The closed sales are all over the board. I see some great buys and some not-so-great buys, but as most of you know, I am jaded…
The sale of 149 Mono St. at $220,000. This REO duplex in the “ghetto” consisted of two individual structures–one house built in approx. 1957 and the other a small log home built in 1981. These “investor” opportunities have some appeal for second homeowners; some steady income, a consistent warm body at the property, and a separate property for owner/guest usage. This was financed.
Two sales in the early phases of Snowcreek, both the traditional 2+loft / 2 bath townhomes, one an end-unit in Phase I for $385,000 and one an interior unit in Phase II for $380,000. These set the tone for Snowcreek valuations this summer. Snowcreek is a popular summer seller. These sales would tell me that there is a small premium for the Snowcreek II exterior upgrades. There was also a rare Snowcreek garage sold with the Phase I unit for $50,000. That number seems to be the sticking-point value for a private garage in the early phases. That is an interesting number in relation to units with garages, and independent garages in other locations (like the airport).
The sale of Villa de los Pinos #17 for $220,000. This 2/2 town home was on the market a LONG time and I showed it dozens of times. This property showed great with a beautifully remodeled kitchen, many tasteful upgrades, etc. and a nice big deck with southern exposure overlooking one of the nicest common areas in town. Originally started at $399,000, eventually sold as a short sale. This buyer should be stoked.
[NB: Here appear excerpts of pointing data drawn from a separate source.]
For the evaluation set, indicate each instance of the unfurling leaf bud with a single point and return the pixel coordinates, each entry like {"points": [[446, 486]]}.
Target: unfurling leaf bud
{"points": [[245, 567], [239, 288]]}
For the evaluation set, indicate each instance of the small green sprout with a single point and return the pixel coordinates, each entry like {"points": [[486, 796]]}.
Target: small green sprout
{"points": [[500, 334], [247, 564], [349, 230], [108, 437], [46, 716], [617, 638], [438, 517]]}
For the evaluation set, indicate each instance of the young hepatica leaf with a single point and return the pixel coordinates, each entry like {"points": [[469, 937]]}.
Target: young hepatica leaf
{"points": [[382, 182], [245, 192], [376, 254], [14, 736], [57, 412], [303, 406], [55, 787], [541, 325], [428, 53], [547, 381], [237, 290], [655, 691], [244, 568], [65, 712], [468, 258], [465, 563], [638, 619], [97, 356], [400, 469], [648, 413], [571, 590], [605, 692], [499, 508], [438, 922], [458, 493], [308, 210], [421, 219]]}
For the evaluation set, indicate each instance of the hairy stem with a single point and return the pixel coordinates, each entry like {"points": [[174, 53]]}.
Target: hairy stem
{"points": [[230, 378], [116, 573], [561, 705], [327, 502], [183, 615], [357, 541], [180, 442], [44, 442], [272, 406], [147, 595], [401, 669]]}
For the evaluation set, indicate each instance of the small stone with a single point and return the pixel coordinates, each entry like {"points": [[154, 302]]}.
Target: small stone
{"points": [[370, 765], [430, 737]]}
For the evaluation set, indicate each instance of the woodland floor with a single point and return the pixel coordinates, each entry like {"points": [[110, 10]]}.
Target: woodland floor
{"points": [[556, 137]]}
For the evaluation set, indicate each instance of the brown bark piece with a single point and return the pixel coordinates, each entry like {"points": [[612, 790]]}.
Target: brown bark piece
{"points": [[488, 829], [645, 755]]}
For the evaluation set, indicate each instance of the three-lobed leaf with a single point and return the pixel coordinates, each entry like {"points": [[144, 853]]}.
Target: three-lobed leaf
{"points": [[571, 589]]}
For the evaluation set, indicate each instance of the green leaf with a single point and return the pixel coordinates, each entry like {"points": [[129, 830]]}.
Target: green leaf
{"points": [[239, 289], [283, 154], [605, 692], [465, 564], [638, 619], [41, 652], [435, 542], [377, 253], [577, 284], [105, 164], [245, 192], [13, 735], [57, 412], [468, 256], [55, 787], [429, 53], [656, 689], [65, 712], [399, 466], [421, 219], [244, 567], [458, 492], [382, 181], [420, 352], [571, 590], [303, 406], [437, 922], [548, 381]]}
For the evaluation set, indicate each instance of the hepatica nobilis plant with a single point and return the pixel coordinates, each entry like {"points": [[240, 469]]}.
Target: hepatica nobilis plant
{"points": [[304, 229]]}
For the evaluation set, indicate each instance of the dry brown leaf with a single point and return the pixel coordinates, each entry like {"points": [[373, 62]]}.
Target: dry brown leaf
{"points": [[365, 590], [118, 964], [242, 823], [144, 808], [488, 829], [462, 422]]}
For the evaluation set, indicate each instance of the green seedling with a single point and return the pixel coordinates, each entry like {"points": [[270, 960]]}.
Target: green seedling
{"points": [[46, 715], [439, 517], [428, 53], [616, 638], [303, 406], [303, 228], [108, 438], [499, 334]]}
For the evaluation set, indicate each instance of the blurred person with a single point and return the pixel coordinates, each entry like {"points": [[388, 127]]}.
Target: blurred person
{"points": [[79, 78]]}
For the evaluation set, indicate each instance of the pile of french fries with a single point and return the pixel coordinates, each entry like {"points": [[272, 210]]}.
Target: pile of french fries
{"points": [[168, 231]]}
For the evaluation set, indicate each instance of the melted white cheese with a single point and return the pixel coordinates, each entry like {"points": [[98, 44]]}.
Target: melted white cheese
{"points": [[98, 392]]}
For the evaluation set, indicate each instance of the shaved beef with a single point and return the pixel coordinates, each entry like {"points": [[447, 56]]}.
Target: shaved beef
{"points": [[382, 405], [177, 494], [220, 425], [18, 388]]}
The sale in Snowcreek Crest of a lovely, large modern home for $960,000. This home had been marketed for the past few years (by several different agents) at a higher asking price. The seller had moved on, and was obviously ready to sell (“the market had spoken” as I like to say). The sale for this quality home closed at $261/per square foot–couldn’t come close to replace it for that. BUT the recent REO sale (last newsletter) in the same neighborhood sold significantly higher despite being very similar in size and age and nor nearly as nice. Why? VIEW! In this case these recent sales could arguably place a value of $300,000 or more on a great view.
Other Real Estate News
Between the buyer inquiries I directly receive and through other agents, more and more (potential) buyers are asking about rental income; do you have real numbers? will it “break even”? etc etc? Here’s my take on what this is all about; many “investors” are chasing return on investment. Someone has planted it their minds that a rental in Mammoth will provide that return plus some “enjoyment.” Forget it. It sounds great but is not reality. Try the Inland Empire. Basically, real estate in Mammoth is too expensive (initially) and the expenses are too high (think snow removal, remoteness, etc.). Mammoth is also VERY seasonal.
But here is Paul’s rule-of-thumb(and there are plenty of variables). For the average condo buyer who puts their condo into some sort of nightly rental arrangement, the net return should be able to cover the common area fees and taxes. Again, plenty of variables to consider(which is what consulting with a knowledgeable Mammoth agent is all about). Don’t expect the net to cover a mortgage payment, most utilities, etc. And the “prime time” holidays are sacred for rental income. And drought winters don’t help at all. Again, lots of variable, but this rule-of-thumb is a great place to start.
Happy Father’s Day to all of the fathers out there!!
Thanks for reading!
** Closed sales data is compiled from in-house files and public records.